The part of a premium set aside by the insurance company to be used for future claims is known as

Reserves (A company's reserve should be equal to the amount that will exactly equal all of the company's contractual obligations. )

Shifting a risk to another party, such as an insurance company in the case of an accident, is best known as

Risk transference (By transferring risk to an insurance company, costs resulting from an insured's future risks are paid by the insurer, and in exchange, the insurer charges a monthly premium (payment) to the insured. )

In the event an insurance company becomes insolvent, this type of association ensures unpaid claims will be paid for covered policyowners?

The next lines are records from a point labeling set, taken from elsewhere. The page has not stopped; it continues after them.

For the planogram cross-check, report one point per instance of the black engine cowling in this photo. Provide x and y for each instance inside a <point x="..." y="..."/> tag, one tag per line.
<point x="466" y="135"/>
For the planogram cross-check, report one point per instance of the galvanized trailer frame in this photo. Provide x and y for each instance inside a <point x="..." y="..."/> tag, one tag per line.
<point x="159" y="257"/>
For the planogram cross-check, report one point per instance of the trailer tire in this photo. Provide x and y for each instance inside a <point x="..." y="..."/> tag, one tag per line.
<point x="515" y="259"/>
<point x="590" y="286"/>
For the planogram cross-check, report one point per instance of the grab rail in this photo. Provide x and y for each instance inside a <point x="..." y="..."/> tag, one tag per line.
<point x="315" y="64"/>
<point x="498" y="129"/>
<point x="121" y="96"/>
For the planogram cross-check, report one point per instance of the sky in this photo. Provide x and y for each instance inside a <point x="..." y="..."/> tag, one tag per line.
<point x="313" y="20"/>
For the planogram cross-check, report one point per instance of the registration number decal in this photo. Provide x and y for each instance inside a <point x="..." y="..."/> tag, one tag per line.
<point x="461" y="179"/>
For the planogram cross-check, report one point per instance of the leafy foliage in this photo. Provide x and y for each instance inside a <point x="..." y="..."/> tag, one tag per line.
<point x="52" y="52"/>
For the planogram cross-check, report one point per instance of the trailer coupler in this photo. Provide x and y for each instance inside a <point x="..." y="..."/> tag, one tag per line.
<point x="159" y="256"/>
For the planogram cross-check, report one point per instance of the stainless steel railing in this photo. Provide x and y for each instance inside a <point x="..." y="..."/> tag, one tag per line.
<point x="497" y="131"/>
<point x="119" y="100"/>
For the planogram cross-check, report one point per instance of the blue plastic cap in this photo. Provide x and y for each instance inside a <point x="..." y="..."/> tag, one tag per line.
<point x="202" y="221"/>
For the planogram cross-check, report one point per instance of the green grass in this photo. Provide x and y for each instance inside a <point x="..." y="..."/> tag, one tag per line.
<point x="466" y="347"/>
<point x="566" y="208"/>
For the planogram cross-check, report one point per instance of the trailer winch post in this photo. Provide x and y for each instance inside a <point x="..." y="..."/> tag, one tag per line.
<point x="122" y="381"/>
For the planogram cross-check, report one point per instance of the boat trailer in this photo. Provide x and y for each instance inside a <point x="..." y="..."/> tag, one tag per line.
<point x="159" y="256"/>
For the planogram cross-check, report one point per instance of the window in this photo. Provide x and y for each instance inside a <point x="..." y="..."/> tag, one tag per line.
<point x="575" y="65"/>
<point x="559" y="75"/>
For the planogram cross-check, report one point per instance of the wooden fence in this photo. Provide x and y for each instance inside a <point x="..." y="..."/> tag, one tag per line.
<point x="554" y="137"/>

State Guaranty Association ( Compared to the Federal Deposit Insurance Corporation (FDIC), Guaranty associations protect claimants, policyholders, annuitants, and creditors form insolvent insurers by funding the payments of claims and other related policy benefits. )

Which of the following insurers is best defined as a non-participating company?

Stock (A stock insurer is considered to be a non-participating company because the insured policyowners do not own the company nor do they receive any dividends it returns. Stock insurers do not issue participating policies )

Loss Ratio is defined as:

The ratio between company losses and company revenue that determines an insurance company's revenues that must be maintained to cover annual claims by its policyowners.

What is the operating objective of a stock insurance company?

To make a profit for its stockholders (A stock insurance company is a private insurance organization whose main purpose is to make a profit for its stockholders. )

When an agent persuades a client to cancel his or her current coverage for a policy from an entirely different company solely to produce another first year commission is called?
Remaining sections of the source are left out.